An overview of the dried unfired composite film was evaluated according to the following evaluation criteria and shown in Table 1.
◎ ・ ・ ・ No wrinkles,
○ ・ ・ ・ Slight crease at the end but no wrinkles × ・ ・ ・ Many wrinkles are seen

  From the results of the examples and comparative examples in Table 1, before drying the unfired composite film after washing with an organic solvent, washing with the second washing liquid of the present invention is effective in generating wrinkles in the drying process. It was confirmed that this can be prevented.

Claims (3)

A film forming step of an unfired composite film, in which a varnish containing polyamic acid or polyimide and fine particles is applied and formed on a substrate on which a release layer is formed;
A first cleaning step of peeling off the unfired composite film from the substrate and cleaning with an organic solvent;
A second washing step of washing the unfired composite film washed in the first washing step using a second washing liquid which is a mixed solvent of water and a water-soluble organic solvent and has a high mass ratio of the water-soluble organic solvent; ,
The manufacturing method of the unbaking composite film which has. A film forming step of an unfired composite film, in which a varnish containing polyamic acid or polyimide and fine particles is applied and formed on a substrate on which a release layer is formed;
A first cleaning step in which the unfired composite film is peeled off from the substrate and cleaned using an organic solvent, and the unfired composite film cleaned in the first cleaning step is mixed with a mixed solvent of water and a water-soluble organic solvent.
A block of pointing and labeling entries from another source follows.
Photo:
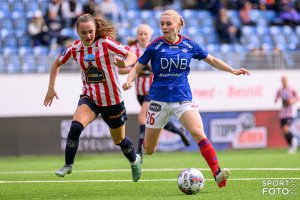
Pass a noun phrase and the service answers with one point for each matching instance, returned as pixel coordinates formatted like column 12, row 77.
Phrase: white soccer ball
column 190, row 181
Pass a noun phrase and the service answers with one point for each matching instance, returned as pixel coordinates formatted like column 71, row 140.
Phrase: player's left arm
column 130, row 59
column 219, row 64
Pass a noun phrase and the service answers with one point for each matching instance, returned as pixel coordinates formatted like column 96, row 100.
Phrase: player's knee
column 198, row 134
column 149, row 150
column 75, row 130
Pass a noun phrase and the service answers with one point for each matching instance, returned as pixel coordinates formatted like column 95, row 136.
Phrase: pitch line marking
column 145, row 180
column 151, row 170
A second cleaning step for cleaning using a second cleaning liquid having a high mass ratio of the water-soluble organic solvent, and a cleaning step,
A drying step of drying the unfired composite film after the washing step;
A firing step of firing the unfired composite film after the drying step;
The manufacturing method of the polyimide fine particle composite film which has this. A film forming step of an unfired composite film, in which a varnish containing polyamic acid or polyimide and fine particles is applied and formed on a substrate on which a release layer is formed;
A first cleaning step in which the unfired composite film is peeled off from the substrate and cleaned using an organic solvent, and the unfired composite film cleaned in the first cleaning step is mixed with a mixed solvent of water and a water-soluble organic solvent. A second cleaning step for cleaning using a second cleaning liquid having a high mass ratio of the water-soluble organic solvent, and a cleaning step,
A drying step of drying the unfired composite film after the washing step;
A firing step of firing the unfired composite film after the drying step to obtain a polyimide-fine particle composite film;
A fine particle removal step of removing fine particles from the polyimide-fine particle composite film;
The manufacturing method of the porous polyimide membrane which has this.